The personal computer has generalized and expanded these models and affected every area of education. Music technology, implying "the use of computers as an aid to music making" is now a subject that all music educators must address in some way. Small desktop computers may now be part of every step of the musical production process just described, acting as performer, mixer, processor, and storage medium. This development has implications for all practitioners of music, regardless of their specialty. Whether they find themselves working at a school, a recording studio, or concert hall, musicians can count on finding computers at work in the production of musical activity. Performers are often expected to send CDs of their performances as part of applications for jobs. Educators are expected to employ the resources of the Internet and multimedia technology to teach students about music rudiments. Composers are expected to provide performers with laser-printed scores and parts. Thus, knowledge of music technology is becoming a core skill of musical training, along with history, figured bass, and Roman numeral notation. Purpose of This Book

Things should be made as simple as possible, but no simpler.
— Albert Einstein

With any learning endeavor, it is typically the basics that are most difficult to master. This book is meant to provide an overview of essential elements of acoustics, MIDI, digital audio, and sound recording so that students may understand what musical elements may be stored in a computer and what type of manipulations and representations of musical information are possible. It is written in an attempt to find a balance between simple and straightforward presentations and descriptions that are thorough enough to explain the material without "dumbing it down."
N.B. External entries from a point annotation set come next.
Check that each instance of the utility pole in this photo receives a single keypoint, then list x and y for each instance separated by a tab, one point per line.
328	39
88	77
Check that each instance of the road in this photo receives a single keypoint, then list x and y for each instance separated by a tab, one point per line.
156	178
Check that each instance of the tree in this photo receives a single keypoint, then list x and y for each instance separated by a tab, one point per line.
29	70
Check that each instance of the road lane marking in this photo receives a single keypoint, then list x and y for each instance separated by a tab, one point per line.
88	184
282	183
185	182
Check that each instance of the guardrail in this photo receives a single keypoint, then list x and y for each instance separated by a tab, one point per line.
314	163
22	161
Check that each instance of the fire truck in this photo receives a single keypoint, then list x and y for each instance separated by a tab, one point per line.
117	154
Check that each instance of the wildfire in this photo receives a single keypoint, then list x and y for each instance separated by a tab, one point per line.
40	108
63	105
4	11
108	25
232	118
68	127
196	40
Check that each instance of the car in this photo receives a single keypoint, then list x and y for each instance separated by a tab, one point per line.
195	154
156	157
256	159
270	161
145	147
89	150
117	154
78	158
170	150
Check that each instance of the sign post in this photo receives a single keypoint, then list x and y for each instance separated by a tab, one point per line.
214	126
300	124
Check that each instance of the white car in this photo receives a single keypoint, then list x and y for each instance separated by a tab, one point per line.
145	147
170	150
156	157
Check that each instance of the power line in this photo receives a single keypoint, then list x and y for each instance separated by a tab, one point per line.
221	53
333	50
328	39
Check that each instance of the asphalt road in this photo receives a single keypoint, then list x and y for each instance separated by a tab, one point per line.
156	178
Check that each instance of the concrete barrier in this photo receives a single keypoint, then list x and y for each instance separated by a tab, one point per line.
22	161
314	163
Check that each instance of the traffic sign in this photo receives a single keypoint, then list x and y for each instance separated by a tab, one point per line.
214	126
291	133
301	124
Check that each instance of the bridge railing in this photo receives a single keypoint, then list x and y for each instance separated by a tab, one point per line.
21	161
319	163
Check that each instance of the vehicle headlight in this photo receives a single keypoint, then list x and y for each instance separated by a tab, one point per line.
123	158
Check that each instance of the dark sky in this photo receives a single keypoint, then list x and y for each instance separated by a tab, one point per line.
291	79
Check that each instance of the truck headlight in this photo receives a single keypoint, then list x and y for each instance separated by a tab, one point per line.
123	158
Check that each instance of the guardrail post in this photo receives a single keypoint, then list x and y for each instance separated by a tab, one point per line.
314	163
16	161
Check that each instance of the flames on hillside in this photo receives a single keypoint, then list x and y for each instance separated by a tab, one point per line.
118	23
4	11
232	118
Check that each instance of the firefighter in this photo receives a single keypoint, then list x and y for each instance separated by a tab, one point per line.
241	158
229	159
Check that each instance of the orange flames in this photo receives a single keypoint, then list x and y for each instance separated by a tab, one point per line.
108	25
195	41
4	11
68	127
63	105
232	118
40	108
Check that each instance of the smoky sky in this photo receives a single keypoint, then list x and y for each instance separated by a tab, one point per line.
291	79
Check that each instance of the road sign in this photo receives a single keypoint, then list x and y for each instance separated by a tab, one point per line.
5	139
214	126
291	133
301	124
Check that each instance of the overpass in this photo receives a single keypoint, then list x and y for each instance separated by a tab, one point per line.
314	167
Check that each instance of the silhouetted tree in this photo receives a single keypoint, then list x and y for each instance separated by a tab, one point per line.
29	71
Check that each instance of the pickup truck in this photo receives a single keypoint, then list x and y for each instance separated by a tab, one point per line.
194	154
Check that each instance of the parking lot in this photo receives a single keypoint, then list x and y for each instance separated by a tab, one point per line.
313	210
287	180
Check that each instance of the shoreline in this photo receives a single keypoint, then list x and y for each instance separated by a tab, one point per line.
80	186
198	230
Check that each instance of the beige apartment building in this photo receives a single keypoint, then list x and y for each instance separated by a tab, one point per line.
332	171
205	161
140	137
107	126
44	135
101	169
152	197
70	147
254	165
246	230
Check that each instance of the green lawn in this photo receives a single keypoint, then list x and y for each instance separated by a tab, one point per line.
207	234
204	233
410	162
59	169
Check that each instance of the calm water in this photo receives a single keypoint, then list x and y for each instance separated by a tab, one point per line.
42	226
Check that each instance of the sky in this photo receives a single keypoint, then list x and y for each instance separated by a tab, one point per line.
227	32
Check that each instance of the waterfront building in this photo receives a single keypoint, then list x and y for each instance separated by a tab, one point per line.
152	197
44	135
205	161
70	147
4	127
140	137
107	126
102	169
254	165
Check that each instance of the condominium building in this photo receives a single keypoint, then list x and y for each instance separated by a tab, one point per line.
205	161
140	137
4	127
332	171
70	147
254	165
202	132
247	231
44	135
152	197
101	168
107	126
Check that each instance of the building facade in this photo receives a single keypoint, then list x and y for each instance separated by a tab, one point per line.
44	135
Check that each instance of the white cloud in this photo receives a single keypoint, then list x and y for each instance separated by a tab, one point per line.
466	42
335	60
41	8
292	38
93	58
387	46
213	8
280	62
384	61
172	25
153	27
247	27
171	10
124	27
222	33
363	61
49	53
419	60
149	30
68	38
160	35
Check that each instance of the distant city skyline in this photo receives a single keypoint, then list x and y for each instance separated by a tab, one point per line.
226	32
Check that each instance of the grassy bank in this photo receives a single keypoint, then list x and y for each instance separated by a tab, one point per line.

The book is not meant to be a substitute for a qualified instructor. A performer cannot master an instrument without the help of an experienced musician, just as an athlete cannot excel at a sport without the guidance of a coach. But even experienced performers and athletes find it useful to consult a fingering chart or a rule book as a reference. This book is intended to play a similar role for a student learning some aspect of music technology. Different sections will be relevant for different types of projects or different levels of learning. It is broken into short sections in order to allow an instructor to assign reading selectively to focus on areas that are important for a given group of students.

The only assumptions are that students are familiar with a computer operating system and fundamentals of music. Certain concepts are best presented with equations, but no advanced mathematical training is necessary to understand the main points. Computers deal with information in the form of numbers, and different programs may require information to be entered differently. A given program may ask for frequency values or musical pitches, for loudness in decibels or in arbitrary units. Mathematics is not presented for its own sake, but rather to give students alternative views of how to understand and work with music in a computer environment. The cognitive psychologist Marvin Minsky has stated that a thing or idea seems meaningful only when we have a variety of different ways to represent it, providing different perspectives and different associations. Viewing music through the lenses of acoustics, physics, or computer science has the potential to yield rich rewards in the form of new perspectives and associations that they bring to the meaning of music.